Every now and then, I sit down an try out some new features of Rails, or gems I’ve read about but never really had any usecase for in my daily work. This weekend I’ve played around with ActiveStorage and Hotwire, making a simple clone of a ETL project I like to rewrite.

The basic use-case for the app is to fetch EDI files from different locations, organise and parse them into a warehousing solution. The production version of this app uses S3 quite heavily, and has lots of custom code for managing the documents stored in S3.

ActiveStorage is quite easy to set up, and has built-in support for S3 storage (and many other cloud solutions).
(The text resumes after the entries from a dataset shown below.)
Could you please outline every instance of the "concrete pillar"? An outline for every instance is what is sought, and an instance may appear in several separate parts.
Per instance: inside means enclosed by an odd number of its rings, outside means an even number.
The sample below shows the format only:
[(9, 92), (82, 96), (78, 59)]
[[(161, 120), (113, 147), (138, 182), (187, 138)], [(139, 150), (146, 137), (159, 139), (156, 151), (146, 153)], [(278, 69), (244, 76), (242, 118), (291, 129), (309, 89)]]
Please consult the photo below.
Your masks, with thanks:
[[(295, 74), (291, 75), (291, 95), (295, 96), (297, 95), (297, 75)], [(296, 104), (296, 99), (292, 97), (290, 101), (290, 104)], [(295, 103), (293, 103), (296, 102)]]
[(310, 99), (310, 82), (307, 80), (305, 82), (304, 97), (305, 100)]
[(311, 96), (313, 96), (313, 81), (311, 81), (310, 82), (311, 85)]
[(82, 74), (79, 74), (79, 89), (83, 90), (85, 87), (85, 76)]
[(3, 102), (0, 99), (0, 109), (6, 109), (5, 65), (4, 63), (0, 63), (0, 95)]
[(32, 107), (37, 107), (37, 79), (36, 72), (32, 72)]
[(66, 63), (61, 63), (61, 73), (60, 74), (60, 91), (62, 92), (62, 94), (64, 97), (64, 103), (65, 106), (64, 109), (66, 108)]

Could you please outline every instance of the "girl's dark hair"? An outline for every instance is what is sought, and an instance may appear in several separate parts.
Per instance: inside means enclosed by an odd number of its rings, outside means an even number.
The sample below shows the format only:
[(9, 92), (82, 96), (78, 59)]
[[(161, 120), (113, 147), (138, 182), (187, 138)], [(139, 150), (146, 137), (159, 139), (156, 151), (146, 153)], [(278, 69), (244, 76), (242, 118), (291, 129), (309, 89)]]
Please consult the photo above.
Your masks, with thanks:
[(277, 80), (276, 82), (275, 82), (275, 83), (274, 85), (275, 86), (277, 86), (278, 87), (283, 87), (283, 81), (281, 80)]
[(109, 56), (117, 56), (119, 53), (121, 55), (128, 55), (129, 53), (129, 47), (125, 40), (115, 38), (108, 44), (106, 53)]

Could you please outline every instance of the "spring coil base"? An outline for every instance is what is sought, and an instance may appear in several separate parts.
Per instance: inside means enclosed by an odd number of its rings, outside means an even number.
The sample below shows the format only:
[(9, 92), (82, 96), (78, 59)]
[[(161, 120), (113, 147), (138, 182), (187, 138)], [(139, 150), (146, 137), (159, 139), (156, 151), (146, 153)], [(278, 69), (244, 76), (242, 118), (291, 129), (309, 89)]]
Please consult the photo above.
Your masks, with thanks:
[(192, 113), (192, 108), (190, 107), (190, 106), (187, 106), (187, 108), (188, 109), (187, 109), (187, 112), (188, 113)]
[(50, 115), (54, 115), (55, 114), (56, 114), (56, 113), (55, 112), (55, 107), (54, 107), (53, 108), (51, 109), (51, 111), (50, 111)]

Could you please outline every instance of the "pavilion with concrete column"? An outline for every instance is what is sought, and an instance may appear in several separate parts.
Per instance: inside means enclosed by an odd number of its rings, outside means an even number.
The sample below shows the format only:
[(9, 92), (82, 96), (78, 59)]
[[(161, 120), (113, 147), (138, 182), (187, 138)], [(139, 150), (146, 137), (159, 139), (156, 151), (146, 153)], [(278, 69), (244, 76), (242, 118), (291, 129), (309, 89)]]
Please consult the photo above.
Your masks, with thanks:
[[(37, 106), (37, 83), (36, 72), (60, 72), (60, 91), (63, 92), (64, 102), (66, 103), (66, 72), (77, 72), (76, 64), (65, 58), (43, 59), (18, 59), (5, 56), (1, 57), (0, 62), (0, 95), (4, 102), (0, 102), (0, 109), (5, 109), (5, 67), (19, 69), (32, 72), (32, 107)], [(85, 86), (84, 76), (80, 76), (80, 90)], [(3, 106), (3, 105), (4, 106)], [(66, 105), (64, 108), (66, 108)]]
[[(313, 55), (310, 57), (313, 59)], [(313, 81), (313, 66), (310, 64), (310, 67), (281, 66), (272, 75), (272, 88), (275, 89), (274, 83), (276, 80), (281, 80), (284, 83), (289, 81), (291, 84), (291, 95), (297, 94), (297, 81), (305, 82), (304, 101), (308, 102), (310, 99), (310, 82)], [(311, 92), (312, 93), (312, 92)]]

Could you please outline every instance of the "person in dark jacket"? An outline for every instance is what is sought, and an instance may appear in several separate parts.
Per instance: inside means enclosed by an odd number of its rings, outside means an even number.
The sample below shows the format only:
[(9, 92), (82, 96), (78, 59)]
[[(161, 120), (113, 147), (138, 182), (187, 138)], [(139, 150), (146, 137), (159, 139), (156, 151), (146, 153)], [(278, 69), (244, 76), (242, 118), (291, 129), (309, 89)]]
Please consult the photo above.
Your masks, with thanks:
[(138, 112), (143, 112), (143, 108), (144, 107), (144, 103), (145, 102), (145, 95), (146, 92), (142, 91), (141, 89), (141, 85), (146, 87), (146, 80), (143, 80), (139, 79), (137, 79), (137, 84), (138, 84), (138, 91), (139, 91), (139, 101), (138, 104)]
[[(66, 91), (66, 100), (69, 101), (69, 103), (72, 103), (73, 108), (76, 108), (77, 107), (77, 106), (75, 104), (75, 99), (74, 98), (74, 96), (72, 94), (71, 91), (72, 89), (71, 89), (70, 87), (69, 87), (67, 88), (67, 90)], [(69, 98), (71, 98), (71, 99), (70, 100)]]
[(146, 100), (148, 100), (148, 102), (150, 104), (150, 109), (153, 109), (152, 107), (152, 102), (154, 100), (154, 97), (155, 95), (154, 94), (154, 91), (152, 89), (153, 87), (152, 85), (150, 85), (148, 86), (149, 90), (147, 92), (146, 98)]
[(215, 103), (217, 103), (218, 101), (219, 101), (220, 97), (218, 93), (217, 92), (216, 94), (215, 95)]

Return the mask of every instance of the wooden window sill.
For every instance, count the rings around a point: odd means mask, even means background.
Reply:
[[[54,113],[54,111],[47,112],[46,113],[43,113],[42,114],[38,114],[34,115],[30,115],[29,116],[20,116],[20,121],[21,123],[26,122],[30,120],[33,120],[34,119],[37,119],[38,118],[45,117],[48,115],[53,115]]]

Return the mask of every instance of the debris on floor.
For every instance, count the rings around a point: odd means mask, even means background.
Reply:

After a file has been attached, it’s queued for what is called analyzing. Basically it iterates an array of registered analyzers, and picks the one that responds to accept? first. There are a couple of built in analyzers:

They are registered in that order, hooks on to the mimetype of the uploaded files, and gives back some metadata when ran.

For my particular usecase, I want to analyze mostly text/csv and text/plaintext files, at least for this basic testing. I’ll start by making a file called lib/analyzer/edi_analyzer.rb with the very basic requirements of an ActiveStorage analyzer:

class Analyzer::EdiAnalyzer < ActiveStorage::Analyzer

  def metadata
    { ruby_is_awesome: true }
  end

end

This should be enough to register my analyzer, which should be done in an initializer. In config/initializers/active_storage_analyzers.rb I add the following code:

  Rails.application.config.active_storage.analyzers.append Analyzer::EdiAnalyzer

If I open a rails console, I can call on ActiveStorage.analyzers to see that my analyzer is correctly registered:

irb(main):026:0> ActiveStorage.analyzers
=> [ActiveStorage::Analyzer::ImageAnalyzer, ActiveStorage::Analyzer::VideoAnalyzer, Analyzer::EdiAnalyzer]

As you can see, the analyzer is registered as the last one being called, if you’d like to add it as the first, change .append to .prepend in your initializer.

While the analyzer now is registered, it will never be called, as it has not yet implemented the class method accept?. Let’s do that.

class Analyzer::EdiAnalyzer < ActiveStorage::Analyzer

  def self.accept?(blob)
    ['text/csv','text/plain'].include? blob.content_type
  end

  def metadata
    { ruby_is_awesome: true }
  end

end

This returns true given that the content_type of the uploaded file is either text/csv or text/plain. In a later evolution of this analyzer you would probably do a more complex check, but this will do for now.

On to the actual result of the analyzer. When our analyzer is picked as the one to provide metadata, ActiveStorage will call metadata on an instance of our class. I have already implemented a simple EdiFileParser class that can parse the headers of these files, so let’s utilize that in our analyzer:

class Analyzer::EdiAnalyzer < ActiveStorage::Analyzer

  def self.accept?(blob)
    ['text/csv','text/plain'].include? blob.content_type
  end

  def metadata
    parse_file do |edi_doc|
      {
        sender_gln: edi_doc.sender_gln,
        recipient_gln: edi_doc.recipient_gln,
        edi_standard: edi_doc.standard,
        edi_type: edi_doc.type
      }
    end
  end

  private

    def parse_file
      download_blob_to_tempfile do |file|
        edi_doc = EdiParser.new(file)
        if edi_doc.valid?
          yield edi_doc
        else
          logger.info "Skipping EDI analysis because it's not a known EDI document format"
        end
      end
    end

end

Quite a bit of code added there. While it should be pretty straightforward, let’s break it down some. When metadata is called on our instance, we make a call for the private method parse_file. If the call is successfull, and we get an object for our block, we use the object to return a hash of useful metadata.

Inside the parse_file private method, I call on download_blob_to_tempfile. This is a private method provided by ActiveStorage::Analyzer, that returns a Tempfile with the blob contents.

I then instantiate a copy of my EdiParser with this Tempfile. If the parser thinks it’s valid? I yield the instance of the parser back to my original block, and if it’s not, I log the result and fail silently. The logger method is also provided by ActiveStorage::Analyzer, and is an alias for ActiveStorage.logger.

Given a known format, my ActiveStorage attachment will now have a metadata hash like this:

{
  sender_gln: "1234567890",
  recipient_gln: "0987654321",
  edi_standard: "EFO/Nelfo 4.0",
  edi_type: "Invoice"
}

Happy hacking :)